“The more talented somebody is, the less they need the props.” said Hugh MacLeod in his great book Ignore Everybody and 39 Keys to Creativity.
He advocates the concept of “pillar management”. Pillars meaning the props that businesses and persons acquire to hide behind. They need managing (or rather removal) because they “get in the way” of letting authenticity and real talent shine through, and provide distractions and excuses for not following your passion. Pillars/props stop us from being the best that we can be, by sustaining self-delusions of action and progress.
I really love Hugh’s way of getting back to basics. Of cutting through the crap.
He is absolutely right of course. “There is no correlation between creativity and equipment ownership … as the artist gets more into her thing, and she gets more successful, the number of tools tends to go down.” A talented writer can create a masterpiece on a manual typewriter, or longhand on paper. Don’t let the tools get in the way of doing what you are here to do. You get the drift.
Some common business pillars I have seen are:
- ISO certification
- Massive list of somewhat relevant awards
- Large quantities of disturbingly similar testimonials
- Glamorous but fake mailing addresses
- Ostentatious offices with designer furniture
- Unbelievable “we are the best and the most infallibly perfect” PR
- Blogs filled with
dubiously harvested and deliberately mis-creditedplagiarised posts - Websites filled with the latest (and inappropriately used) animation/multimedia technologies
- Psychedelic documents brimming with fancy (and often illegible) typefaces
- Ditto for business cards
(Feel free to add to the list above.)
Of course, each of these items in and of themselves is neither here nor there. The underlying intention matters more. An office filled with designer furniture is not a prop unless the intention was: “if I bought designer furniture then everyone will know for sure I am creative”.
I know some people buy MacBooks as props; because it shouts to the world how creative they must truly be. Are MacBooks props in and of themselves props? Of course not.
In certain industries or professions, some of these items may well be a basic requirement to play – for reasons other than their ability to enable talent.
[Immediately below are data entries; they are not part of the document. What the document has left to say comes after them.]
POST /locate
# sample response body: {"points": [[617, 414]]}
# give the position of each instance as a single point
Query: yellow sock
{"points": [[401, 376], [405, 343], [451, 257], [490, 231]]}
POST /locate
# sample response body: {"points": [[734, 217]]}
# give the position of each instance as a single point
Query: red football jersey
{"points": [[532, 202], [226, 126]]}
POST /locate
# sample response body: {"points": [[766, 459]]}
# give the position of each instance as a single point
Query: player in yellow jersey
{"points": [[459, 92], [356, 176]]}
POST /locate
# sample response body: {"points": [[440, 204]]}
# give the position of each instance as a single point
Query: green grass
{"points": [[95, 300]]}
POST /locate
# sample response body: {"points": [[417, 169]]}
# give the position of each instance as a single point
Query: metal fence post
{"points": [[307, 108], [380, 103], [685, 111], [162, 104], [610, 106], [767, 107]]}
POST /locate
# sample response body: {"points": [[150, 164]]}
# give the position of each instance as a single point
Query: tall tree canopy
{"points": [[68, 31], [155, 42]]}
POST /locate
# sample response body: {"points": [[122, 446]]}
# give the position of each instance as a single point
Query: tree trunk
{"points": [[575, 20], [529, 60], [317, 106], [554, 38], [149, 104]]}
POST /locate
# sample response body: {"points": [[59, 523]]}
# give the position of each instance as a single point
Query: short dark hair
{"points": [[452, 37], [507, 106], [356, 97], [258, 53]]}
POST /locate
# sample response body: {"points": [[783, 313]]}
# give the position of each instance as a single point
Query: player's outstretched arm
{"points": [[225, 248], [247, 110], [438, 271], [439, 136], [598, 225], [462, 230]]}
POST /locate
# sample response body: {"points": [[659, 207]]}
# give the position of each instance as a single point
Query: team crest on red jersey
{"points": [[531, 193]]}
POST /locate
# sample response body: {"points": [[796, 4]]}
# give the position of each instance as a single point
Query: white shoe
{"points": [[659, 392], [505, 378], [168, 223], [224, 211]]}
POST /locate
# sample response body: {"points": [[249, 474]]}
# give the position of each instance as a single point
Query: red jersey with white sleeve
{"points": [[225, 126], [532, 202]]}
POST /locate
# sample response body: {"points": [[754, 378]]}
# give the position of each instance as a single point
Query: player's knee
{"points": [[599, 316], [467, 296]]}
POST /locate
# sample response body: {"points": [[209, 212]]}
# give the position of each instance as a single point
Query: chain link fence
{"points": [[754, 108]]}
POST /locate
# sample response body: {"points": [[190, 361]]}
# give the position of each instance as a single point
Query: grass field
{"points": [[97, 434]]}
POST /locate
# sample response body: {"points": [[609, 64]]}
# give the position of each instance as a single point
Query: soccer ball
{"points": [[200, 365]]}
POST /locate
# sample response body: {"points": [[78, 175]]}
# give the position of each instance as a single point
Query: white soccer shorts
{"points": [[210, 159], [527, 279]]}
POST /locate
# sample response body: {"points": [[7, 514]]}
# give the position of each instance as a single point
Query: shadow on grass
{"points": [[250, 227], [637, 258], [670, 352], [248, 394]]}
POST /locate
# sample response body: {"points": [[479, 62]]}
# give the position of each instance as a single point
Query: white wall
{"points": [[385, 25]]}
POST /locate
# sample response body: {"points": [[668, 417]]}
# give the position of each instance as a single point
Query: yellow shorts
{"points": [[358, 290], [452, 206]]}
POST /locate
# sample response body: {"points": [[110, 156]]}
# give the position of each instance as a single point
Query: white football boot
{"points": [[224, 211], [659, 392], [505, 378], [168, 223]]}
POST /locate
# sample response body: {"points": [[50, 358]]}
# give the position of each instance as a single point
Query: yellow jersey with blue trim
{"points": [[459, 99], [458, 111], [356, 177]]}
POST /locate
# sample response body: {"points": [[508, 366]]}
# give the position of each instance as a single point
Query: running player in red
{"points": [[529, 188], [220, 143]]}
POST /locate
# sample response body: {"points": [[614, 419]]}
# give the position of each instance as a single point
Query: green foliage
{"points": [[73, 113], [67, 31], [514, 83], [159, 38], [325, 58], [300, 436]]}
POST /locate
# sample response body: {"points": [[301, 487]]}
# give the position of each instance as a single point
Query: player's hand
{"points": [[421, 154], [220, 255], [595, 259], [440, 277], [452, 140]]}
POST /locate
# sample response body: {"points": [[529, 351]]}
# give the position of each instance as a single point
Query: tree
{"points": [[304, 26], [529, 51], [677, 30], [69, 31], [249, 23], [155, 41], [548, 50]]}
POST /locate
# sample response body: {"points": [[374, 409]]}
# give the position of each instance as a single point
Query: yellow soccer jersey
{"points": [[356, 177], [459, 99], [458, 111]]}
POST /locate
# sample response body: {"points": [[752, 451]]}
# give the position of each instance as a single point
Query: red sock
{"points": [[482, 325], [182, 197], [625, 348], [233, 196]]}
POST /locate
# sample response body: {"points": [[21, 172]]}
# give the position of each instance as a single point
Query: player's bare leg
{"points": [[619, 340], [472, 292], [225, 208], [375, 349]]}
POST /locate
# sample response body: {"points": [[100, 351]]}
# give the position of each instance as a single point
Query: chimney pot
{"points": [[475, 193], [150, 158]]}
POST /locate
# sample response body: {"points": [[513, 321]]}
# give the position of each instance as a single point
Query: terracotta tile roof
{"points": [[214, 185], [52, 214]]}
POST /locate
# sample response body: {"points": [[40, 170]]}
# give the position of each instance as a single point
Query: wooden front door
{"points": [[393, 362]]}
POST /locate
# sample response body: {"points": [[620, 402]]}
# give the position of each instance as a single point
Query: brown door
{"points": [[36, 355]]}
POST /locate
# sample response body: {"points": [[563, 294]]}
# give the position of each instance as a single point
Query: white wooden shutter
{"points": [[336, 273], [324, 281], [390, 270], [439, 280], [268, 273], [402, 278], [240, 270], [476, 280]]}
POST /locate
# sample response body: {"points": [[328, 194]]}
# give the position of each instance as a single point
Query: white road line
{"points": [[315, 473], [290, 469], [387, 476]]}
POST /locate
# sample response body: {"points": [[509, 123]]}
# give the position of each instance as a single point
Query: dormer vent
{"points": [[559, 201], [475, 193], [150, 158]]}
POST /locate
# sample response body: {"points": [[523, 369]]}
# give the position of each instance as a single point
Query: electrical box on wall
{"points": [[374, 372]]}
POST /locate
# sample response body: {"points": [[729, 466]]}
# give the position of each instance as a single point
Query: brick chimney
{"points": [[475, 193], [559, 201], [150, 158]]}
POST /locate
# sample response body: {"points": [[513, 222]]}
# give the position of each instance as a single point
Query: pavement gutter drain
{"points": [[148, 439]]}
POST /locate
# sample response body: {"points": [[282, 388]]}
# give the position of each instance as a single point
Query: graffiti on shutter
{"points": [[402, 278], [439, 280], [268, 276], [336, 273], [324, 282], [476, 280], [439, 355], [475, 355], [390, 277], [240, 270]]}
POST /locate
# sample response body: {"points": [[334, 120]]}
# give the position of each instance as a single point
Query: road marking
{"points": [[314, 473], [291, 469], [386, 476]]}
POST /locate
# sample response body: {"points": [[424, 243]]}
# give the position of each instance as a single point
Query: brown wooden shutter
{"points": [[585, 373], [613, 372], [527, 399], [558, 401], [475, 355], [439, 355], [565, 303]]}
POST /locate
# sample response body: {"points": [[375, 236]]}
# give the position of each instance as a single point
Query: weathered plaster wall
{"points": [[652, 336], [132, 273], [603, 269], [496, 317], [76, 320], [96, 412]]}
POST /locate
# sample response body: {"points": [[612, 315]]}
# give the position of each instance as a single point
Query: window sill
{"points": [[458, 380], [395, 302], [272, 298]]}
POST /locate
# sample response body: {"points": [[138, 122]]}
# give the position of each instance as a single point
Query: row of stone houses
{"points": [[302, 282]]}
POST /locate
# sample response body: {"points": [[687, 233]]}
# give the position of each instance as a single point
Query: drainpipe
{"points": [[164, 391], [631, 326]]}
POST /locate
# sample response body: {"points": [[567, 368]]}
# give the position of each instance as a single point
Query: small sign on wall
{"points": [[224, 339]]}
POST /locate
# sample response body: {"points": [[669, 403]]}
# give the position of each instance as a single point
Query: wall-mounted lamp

ISO certification, though irrelevant to how well or how passionately a catering firm can cook, may well be a necessary element in securing government contracts.
Hugh’s advice on pillar management: “All we can do is keep asking the question, “Is this a pillar?” about every aspect of our business, our craft, our reason for being alive, and go from there.”
In other words – am I being authentic? Am I being true to myself and my craft?